Chosen randomly from the correct entries was the name of David Anderson, of Canton, Ga., who wrote:
“For 1972, the Plymouth Sport Suburban (station wagon), Gran Fury Coupe and Gran Fury Sedan all came with the concealed headlights as standard. This could be any one of those choices, or even one of the lower non-Gran models, because later in the model year the concealed headlights became available as an option on the lower model line.
“I feel that Chrysler styling, inside and out, has always been one to show slightly more risk in an attempt to stand out from the crowd. By 1972, other manufacturers had long ago slimmed down the front bumpers from the full wraparound enclosure seen here incorporating the grille and headlights. I guess they could have been slowly morphing the front ends in preparation for the 1973 model year, when the more crash-resistant bumpers were mandated.
“Even though the 1973 Fury dropped this full front-end bumper, the more conventional-looking bumper it does have does not look like the afterthought monstrosity from most GM offerings that year.
“The first job that I got on my own was at the McDonald’s on Peach Orchard Road. I was 15, but only a few weeks from turning 16 so my transportation to and from work was mostly my own two feet. My parents (God love ’em) trusted me enough to drive my father’s 1966 Simca a few times before I turned 16, but mostly I walked.
“On a couple of those biped nights after work one of my co-workers offered me a ride home. This was the fall of 1970, and his ride was either a 1970 or 1971 Plymouth Gran Fury Coupe.
“It was also a very handsome ride and I still remember how the instrument cluster bathed the entire front seat area in a soft glow. Nothing distracting to nighttime driving, just enough that you did not have to grope for any control knob.
“I worked at that job for only a few weeks when a practical joke gone wrong on another co-worker’s 1969 Camaro (actually revenge for an earlier practical joke) required my hasty departure. But that’s a story for another What Is It?”
Other readers sending in guesses last week were:
AUGUSTA: Lowell Fritsche said: “When I first saw the picture, I said that has Plymouth written all over it.
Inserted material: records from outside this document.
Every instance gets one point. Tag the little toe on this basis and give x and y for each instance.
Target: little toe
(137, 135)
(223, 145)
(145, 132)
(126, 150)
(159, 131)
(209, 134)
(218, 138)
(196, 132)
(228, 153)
Turns out I was right. It’s a 1972 Plymouth Gran Fury. The Fury name was used on the fancier cars. This car had hidden headlights and a massive grille. Probably had a Hemi in it for a motor.”
Gary Engen wrote: “It’s a 1972 Plymouth Fury. These cars were large, as were many in the early ’70s commonly called the ‘land yacht’ era for American cars, particularly for Chrysler.
“The ’72 Fury was facelifted with the large chrome twin-loop front bumper design with hidden headlights as standard equipment in the Fury Gran Coupe and Gran Sedan models. Engine choices included a 440-cubic-inch gas-guzzling V-8.”
Tom Turner wrote: “I am guessing this might be a 1971 Oldsmobile Cutlass.”
EVANS: Larry Heath wrote: “1972 Plymouth Fury Gran (sedan or coupe). This was the full-size Plymouth and was more of a luxury-type vehicle. The performance Plymouth was still based on the ’Cuda or Satellite model.
“The Fury series was similar to Dodge or Chrysler full-size cars and came standard with a 318-cubic-inch V-8 engine. Engines were available up to the 440-cubic-inch Magnum engine.
“In the early 1970s, I had a rental Fury for a few days. I recall it having a rather soft ride and sluggish steering. These vehicles were also commonly used as police vehicles during this era.”
Wayne Wilke wrote: “The What Is It? car is a 1972 Plymouth Gran Fury, which is the model that came with the hidden headlights as standard equipment. 1972 was the first year that all full-size Plymouths came standard with V-8 engines and TorqueFlite transmissions.
“Before 1972, six-cylinder engines and standard-shift transmissions were available. Full-size 1972 Chrysler Corp. cars were all long-looking with expansive flat areas (hood and trunk), and many said that they looked like aircraft carriers.”
MARTINEZ: Jim Muraski wrote: “This week’s vehicle is a 1972 Plymouth Fury Gran coupe.”
PERRY, FLA.: Larry Anderson said: “The closest thing I could find is a 1972 Plymouth Gran Fury.”
WAYNESBORO, GA.: Terry McClennon Sr. guessed it might be a 1967-68 Oldsmobile 442.